What makes Wobick-Segev’s approach unique is her attention to space. Drawing on the theories of Heidegger, Foucault, and the historians who followed in their footsteps, Wobick-Segev investigates belonging as a question of space: Into which spaces were Jews permitted entry, and from where were they forbidden? Which spaces were holy, and where could Jewish youth go to have a good time? Who controlled these spaces, and how did people use space to assert, or rebel against, power?
Wobick-Segev addresses all of these questions, and more. Her thematic range is broad – social, economic, spiritual – and her geographic-temporal range is enormous. The wide breadth of Homes Away from Home likely does it more harm than good.
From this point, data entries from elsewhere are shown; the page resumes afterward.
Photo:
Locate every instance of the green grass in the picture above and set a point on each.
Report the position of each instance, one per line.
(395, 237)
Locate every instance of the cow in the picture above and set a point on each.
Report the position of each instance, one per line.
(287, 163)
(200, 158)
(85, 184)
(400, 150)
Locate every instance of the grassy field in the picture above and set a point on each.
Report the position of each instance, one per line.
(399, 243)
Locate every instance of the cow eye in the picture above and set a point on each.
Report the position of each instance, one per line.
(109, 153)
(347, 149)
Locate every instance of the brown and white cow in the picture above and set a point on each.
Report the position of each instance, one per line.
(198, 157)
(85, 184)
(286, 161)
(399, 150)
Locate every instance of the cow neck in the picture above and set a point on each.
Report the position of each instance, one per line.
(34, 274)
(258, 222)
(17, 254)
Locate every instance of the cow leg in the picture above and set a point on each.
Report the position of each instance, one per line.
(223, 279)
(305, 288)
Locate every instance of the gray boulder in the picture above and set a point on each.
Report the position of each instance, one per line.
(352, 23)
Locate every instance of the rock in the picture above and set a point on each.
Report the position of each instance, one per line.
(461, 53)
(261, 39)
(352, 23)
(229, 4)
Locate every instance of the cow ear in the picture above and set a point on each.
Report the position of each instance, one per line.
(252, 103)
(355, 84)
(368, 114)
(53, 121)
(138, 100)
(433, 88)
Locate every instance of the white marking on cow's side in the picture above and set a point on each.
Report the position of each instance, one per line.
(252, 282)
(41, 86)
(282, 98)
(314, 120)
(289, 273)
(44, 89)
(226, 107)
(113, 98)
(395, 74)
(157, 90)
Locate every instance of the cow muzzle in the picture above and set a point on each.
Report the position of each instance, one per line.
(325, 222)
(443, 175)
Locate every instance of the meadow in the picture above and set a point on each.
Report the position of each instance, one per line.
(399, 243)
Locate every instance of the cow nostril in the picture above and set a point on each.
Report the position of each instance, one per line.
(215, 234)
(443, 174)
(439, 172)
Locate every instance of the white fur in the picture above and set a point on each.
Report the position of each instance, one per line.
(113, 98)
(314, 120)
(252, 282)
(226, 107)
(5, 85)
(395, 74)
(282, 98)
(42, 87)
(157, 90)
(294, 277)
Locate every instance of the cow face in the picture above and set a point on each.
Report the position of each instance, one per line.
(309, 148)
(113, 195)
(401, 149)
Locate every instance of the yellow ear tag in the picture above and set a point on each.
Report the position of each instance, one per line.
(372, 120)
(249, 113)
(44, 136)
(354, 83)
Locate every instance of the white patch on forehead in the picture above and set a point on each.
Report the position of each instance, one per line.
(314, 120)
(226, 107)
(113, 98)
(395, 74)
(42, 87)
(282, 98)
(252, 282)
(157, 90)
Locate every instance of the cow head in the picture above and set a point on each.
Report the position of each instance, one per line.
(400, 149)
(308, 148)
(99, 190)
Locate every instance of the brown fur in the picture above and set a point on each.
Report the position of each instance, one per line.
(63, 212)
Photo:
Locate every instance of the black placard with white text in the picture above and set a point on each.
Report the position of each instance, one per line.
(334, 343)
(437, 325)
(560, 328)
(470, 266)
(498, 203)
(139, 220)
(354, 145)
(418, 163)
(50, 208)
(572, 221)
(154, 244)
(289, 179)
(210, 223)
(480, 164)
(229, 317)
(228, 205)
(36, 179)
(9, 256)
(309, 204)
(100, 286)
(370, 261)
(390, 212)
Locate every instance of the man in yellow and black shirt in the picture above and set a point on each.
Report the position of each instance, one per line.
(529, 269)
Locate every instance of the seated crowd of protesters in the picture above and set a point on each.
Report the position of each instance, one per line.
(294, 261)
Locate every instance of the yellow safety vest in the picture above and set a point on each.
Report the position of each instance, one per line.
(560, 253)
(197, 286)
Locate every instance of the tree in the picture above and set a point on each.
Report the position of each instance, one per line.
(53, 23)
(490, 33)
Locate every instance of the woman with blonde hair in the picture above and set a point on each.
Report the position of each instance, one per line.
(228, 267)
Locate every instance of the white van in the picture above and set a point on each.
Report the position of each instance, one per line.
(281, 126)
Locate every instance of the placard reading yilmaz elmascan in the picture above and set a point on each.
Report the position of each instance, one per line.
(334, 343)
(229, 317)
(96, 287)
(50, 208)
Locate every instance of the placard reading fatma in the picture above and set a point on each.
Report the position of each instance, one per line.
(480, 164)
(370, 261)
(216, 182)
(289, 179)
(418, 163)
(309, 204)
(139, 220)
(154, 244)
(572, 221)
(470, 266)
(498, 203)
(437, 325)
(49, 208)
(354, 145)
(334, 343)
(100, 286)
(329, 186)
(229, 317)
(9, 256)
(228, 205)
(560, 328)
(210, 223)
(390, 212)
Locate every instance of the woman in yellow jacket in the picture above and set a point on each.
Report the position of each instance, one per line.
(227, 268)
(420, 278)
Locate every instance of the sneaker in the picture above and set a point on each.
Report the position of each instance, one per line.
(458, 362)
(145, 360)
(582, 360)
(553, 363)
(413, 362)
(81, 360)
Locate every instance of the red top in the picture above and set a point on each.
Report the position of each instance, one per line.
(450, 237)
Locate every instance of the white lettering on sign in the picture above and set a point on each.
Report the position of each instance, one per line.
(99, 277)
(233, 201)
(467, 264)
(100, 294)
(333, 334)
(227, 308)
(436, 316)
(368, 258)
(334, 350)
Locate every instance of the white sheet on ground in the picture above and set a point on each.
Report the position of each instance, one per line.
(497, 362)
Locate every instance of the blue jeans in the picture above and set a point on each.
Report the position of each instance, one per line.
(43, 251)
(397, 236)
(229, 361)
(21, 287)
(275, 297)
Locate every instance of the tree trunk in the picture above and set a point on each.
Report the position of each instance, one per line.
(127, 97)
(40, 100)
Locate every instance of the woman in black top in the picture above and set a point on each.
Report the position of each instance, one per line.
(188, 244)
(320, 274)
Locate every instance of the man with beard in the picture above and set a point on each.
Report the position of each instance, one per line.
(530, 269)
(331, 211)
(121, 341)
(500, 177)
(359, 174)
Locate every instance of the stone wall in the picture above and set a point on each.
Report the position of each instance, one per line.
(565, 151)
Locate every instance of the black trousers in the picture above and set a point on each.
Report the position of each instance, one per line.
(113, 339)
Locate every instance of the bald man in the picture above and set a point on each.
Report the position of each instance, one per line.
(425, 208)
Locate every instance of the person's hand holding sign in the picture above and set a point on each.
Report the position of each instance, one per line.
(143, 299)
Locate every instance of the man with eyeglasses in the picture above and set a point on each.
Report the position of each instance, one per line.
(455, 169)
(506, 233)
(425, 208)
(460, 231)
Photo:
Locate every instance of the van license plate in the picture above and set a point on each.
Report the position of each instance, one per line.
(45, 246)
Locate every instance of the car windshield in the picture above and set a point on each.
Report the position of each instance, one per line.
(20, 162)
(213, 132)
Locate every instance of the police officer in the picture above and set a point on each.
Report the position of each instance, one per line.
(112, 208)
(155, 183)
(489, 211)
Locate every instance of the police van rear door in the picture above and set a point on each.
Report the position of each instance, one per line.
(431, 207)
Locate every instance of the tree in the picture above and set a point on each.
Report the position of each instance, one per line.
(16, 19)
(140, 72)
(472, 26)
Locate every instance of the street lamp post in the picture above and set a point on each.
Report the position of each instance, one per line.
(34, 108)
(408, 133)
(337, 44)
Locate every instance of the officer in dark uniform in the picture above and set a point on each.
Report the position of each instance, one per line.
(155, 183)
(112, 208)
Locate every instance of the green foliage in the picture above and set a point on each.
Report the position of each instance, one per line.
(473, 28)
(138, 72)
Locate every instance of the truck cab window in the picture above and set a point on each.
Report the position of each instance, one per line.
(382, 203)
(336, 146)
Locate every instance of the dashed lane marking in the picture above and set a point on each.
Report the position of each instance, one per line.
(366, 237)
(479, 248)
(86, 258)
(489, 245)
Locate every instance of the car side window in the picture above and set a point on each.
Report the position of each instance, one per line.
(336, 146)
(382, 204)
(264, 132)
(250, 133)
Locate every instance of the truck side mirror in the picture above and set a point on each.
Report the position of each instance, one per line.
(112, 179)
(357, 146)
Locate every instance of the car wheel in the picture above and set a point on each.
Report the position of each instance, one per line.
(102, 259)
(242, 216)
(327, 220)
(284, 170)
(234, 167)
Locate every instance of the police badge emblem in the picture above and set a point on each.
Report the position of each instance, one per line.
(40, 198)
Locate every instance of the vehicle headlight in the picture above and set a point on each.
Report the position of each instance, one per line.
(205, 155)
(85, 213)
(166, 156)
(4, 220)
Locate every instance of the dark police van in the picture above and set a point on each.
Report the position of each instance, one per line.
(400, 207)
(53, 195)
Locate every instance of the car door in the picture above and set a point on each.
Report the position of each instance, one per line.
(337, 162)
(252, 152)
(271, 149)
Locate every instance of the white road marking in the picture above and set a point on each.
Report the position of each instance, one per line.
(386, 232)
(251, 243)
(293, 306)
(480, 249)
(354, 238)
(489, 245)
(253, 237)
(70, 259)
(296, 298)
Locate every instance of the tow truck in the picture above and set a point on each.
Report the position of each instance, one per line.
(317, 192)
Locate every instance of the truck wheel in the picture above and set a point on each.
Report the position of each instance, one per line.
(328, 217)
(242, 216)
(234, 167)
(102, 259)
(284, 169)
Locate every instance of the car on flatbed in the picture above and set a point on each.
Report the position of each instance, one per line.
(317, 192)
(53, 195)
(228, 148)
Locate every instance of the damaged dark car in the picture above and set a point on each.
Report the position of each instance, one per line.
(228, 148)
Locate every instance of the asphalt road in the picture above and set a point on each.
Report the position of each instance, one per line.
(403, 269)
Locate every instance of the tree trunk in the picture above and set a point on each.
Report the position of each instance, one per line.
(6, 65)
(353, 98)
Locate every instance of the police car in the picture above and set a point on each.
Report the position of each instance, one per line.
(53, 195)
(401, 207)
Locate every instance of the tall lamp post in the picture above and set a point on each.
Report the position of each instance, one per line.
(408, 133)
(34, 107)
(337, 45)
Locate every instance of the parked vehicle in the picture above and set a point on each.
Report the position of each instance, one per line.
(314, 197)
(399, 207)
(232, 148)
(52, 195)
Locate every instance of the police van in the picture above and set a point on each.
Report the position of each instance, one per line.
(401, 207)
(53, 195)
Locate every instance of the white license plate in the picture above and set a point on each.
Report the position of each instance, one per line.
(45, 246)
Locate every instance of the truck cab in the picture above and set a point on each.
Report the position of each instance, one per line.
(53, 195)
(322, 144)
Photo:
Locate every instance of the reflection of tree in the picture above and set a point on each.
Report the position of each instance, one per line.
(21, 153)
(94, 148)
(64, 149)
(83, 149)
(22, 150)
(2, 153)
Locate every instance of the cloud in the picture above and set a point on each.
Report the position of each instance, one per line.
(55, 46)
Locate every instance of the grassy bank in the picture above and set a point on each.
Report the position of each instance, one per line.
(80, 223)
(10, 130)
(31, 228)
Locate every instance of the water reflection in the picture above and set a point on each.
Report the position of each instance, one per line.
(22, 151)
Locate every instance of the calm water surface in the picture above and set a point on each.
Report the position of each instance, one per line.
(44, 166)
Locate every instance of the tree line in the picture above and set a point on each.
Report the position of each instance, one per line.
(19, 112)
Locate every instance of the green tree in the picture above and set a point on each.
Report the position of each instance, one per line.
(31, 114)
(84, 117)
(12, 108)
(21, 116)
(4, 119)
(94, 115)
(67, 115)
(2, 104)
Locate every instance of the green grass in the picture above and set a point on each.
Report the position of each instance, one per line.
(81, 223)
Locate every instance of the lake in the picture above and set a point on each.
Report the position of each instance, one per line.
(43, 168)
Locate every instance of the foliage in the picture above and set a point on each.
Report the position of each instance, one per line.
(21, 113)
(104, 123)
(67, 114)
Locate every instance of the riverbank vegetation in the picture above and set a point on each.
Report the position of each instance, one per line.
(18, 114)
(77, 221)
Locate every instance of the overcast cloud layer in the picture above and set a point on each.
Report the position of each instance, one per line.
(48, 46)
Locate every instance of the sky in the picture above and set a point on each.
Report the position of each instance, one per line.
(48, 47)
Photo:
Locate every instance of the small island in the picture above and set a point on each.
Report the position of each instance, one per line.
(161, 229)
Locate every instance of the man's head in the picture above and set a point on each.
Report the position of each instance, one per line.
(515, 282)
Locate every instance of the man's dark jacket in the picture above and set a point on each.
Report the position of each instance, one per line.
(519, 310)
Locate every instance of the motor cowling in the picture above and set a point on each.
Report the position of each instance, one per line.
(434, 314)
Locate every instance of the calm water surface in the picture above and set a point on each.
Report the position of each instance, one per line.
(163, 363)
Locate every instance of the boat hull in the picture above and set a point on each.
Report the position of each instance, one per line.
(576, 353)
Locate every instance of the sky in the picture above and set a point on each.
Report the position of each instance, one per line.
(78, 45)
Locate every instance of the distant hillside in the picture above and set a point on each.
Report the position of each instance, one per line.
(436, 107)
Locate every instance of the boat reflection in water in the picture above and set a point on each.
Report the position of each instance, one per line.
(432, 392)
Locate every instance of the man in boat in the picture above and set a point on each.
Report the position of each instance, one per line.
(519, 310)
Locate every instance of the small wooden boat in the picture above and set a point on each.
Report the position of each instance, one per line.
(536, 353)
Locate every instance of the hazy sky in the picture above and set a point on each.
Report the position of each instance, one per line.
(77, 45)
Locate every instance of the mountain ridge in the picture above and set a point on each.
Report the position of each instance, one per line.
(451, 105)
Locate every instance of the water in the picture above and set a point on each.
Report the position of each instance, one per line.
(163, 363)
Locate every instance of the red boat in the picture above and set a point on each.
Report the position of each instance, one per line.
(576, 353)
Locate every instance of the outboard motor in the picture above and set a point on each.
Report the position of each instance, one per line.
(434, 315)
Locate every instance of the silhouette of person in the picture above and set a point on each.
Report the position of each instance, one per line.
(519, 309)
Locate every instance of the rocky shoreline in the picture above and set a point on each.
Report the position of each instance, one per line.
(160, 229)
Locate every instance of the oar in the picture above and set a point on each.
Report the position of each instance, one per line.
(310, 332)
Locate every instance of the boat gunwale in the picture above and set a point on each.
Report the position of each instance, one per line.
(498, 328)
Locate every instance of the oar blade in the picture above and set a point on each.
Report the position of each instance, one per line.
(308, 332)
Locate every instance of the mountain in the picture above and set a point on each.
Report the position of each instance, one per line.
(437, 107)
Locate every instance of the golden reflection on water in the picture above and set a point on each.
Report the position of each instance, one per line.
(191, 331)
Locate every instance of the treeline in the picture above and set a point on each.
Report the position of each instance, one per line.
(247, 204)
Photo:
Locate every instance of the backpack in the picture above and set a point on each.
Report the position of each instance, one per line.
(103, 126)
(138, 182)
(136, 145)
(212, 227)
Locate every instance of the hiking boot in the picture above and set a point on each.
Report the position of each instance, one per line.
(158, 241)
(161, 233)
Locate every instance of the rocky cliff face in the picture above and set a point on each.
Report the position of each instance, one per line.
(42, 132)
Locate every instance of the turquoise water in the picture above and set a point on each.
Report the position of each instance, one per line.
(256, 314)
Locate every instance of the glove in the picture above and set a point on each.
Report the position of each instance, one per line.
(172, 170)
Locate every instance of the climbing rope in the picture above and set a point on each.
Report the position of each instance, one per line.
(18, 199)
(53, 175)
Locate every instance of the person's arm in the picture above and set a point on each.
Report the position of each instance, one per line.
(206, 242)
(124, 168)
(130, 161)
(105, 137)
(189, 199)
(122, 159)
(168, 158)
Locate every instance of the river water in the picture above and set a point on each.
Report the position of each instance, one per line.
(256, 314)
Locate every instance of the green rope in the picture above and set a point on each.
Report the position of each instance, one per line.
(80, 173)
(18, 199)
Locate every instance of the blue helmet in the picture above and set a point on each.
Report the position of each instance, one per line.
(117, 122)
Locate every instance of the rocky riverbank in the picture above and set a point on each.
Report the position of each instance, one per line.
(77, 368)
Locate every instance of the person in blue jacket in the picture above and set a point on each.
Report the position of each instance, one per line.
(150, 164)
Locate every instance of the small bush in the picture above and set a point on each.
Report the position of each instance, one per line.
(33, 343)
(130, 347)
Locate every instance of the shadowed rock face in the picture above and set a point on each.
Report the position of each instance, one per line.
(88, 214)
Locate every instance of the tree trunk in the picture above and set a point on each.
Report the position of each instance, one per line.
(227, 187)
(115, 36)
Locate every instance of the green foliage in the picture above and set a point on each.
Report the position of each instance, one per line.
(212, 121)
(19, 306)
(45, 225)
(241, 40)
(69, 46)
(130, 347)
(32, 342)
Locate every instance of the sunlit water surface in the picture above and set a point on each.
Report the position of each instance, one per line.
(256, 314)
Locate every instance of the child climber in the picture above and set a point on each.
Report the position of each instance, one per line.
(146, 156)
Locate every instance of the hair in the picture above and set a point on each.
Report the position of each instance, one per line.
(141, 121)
By comparing three cities over the span of 100+ years (despite the book’s subtitle, a great deal of attention is paid to the events of the 19th century) Wobick-Segev floods her text with names and places which appear just once, only to be drowned out by the detail of another city, another decade. The issue is not the width of the angle, but the speed of the shutter – too fast, and a century’s gone.
Nonetheless, Homes Away from Home is rich in absorbing detail. Wobick-Segev sheds light on the internal conflicts that defined urban Jewish populations in Europe in the 19th and 20th centuries, conflicts that had evolved from simple questions of survival to more nuanced dilemmas: self-segregation VS integration, endogamy VS intermarriage, religious observation VS participation in secular state life. To scholars of contemporary Jewish issues (and people living contemporary Jewish lives), these issues may sound familiar, and, indeed, there is surprising comfort in knowing that, despite the irreplaceable losses of the Holocaust, many of the core philosophical struggles of European Jewry persist today in Europe, North America, and Israel.
Homes Away from Home will be of value not only to historians of space, culture, and religion, but also to those interested in the question of negotiating belonging in a world that demands multiple loyalties. As Wobick-Segev illustrates, the Jewish people of Paris, Berlin, and St. Petersburg found plenty of answers to this question – some charming, some tragic, some amusing, and some brilliant.